If you haven’t noticed, California’s election isn’t over yet.

Two weeks after election day, Secretary of State Debra Bowen is reporting that there are still about 1 million ballots still to be counted.

Since about 12.2 million ballots were cast this November, that’s about 8 percent of vote that’s still out there.

Now local government being what it is, there probably are plenty of counties that already have tallied their late and provisional ballots and just haven’t gotten around to sending those numbers to the state.

Still, there’s a point to be made: It’s taking longer and longer to get a final count of a statewide election and the problem only is going to get worse.

The growing number of vote-by-mail ballots turned in at the polls, combined with more and more provisional ballots that need to be hand-checked, means that election night is becoming election week.
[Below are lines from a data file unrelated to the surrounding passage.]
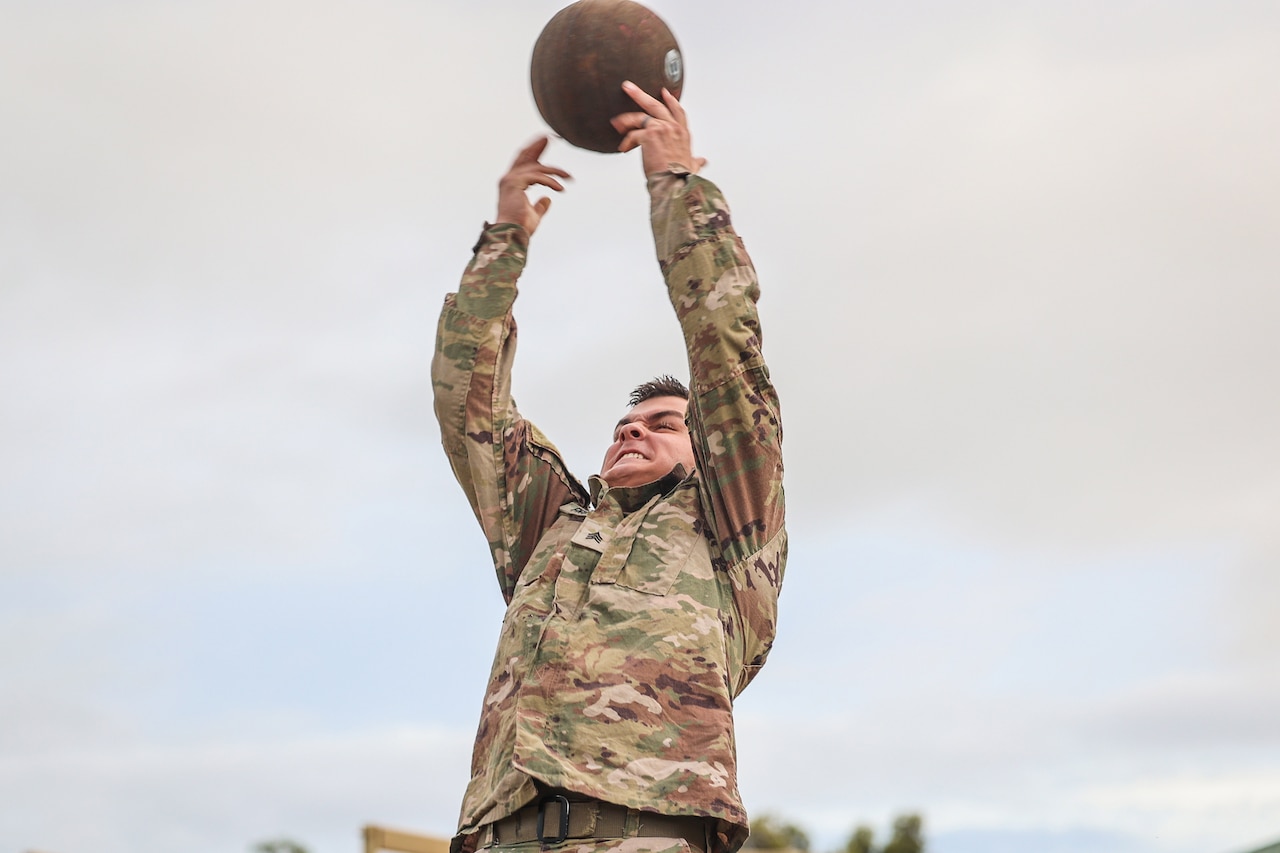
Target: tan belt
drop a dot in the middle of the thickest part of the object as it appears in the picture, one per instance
(554, 819)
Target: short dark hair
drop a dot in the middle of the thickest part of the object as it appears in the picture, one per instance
(663, 386)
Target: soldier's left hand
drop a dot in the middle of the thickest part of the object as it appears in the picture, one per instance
(661, 131)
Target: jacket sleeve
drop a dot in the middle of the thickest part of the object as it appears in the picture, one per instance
(511, 474)
(734, 409)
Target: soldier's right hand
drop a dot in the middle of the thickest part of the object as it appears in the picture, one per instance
(513, 205)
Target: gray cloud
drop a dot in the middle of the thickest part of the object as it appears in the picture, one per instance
(1018, 299)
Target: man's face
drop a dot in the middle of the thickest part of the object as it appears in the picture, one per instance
(648, 442)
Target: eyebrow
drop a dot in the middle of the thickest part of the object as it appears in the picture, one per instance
(649, 418)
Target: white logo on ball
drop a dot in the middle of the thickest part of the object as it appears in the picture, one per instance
(673, 65)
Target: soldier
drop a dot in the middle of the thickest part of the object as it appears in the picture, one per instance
(641, 606)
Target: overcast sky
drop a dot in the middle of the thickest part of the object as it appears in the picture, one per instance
(1022, 295)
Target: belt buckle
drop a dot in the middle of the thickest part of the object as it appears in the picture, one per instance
(542, 820)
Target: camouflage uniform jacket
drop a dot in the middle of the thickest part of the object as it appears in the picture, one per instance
(635, 615)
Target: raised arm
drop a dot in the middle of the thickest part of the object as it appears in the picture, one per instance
(734, 409)
(511, 474)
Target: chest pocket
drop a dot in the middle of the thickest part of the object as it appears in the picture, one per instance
(649, 550)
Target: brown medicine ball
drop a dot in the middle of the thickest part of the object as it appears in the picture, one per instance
(583, 56)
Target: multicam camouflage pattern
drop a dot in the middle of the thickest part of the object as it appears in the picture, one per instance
(635, 615)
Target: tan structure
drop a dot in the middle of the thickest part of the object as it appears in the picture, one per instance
(379, 838)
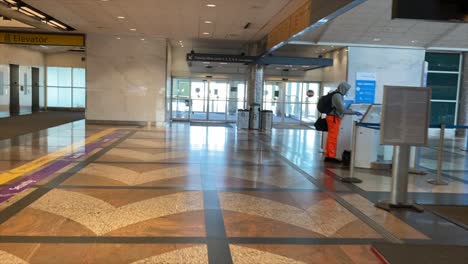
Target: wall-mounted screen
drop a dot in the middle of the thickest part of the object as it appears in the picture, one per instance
(442, 10)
Or election month.

That’s no problem if you’re Barack Obama, Dianne Feinstein or Nancy Pelosi, where the only election question is how big your margin is going to be.

But it’s a lot rougher if you’re Brian Bilbray, who had to wait more than a week before knowing that he had lost his San Diego congressional seat to Democrat Scott Peters.

Or what about Assemblywoman Betsy Butler of Marina del Rey, who on Tuesday trailed fellow Democrat Richard Bloom by 79 votes.

Then there’s the Warner Unified School District in San Diego County, where Angela Acosta has a 415-412 lead for a seat on the school board.

There’s a reason every voting official in the country goes to bed the night before any election praying for nothing but landslides.

It’s not just California that’s facing more long-count elections. In Washington state, all elections are mail-only. But since the ballots only have to be postmarked by election day, the count is at the mercy of the postal service.

In Ohio, voters who cast provisional ballots because they lack the proper identification on election day have 10 days to show up at their local registrar’s office with that identification, which means a close election can take plenty of time to decide.

And we’re not even going to get into Florida in 2000, where it took 35 days to determine – or not, depending on who you backed – that George W. Bush beat Democrat Al Gore by 537 votes out of nearly 6 million cast.

You’re not going to find any secretary of state who will say a bad word about the Florida debacle because they all know that “There but for the grace of God go I.” In an election that close, there are always going to be enough problems somewhere in the state to raise questions about the final count.

There’s that prayer for a landslide again.

Ironically, all California’s voting problems stem from the well-intended effort to make it easier for more people to vote.

Elections used to be a lot easier. If you were going to be out of town on election day, you could file an absentee ballot, but you better be ready to give a reason. Otherwise, none of this voting weeks early or on weekends at City Hall. You showed up at your polling place on election day, pulled the levers on the voting machines and that was that.

But now, vote-by-mail is available to anyone who wants it and plenty of people do. While less than a third of Los Angeles County voters cast their ballots by mail, Orange, Riverside and San Bernardino are among the many counties that saw more than half their ballots arrive in the post. In the June primary, more than 65 percent of voters used mail ballots.

That can speed up things if everyone mailed those ballots early, but that’s not the way human nature works.

San Francisco, for example, was inundated on election day by mail ballots that were handed in at the polling places.

“Our polls are becoming vote-by-mail collection centers, where people take a hybrid approach to elections,” said John Arntz, the city’s elections chief. “They take time to study and mark their ballots at home, but then take the ballot to the polling place to participate in the civic aspect of the election.”

Polling places as entertainment venues. Who would have thought?

The election day fun may just be starting. California Democrats already are talking about using their supermajorities in the Legislature to push through a plan for same-day registration, which would allow folks to show up at the polls on election day, register to vote and immediately cast their ballot.

All the trends suggest that those TV, newspaper and Internet results posted on election night are going to have to carry a new warning at the bottom: “To be continued.”

John Wildermuth is a longtime writer on California politics.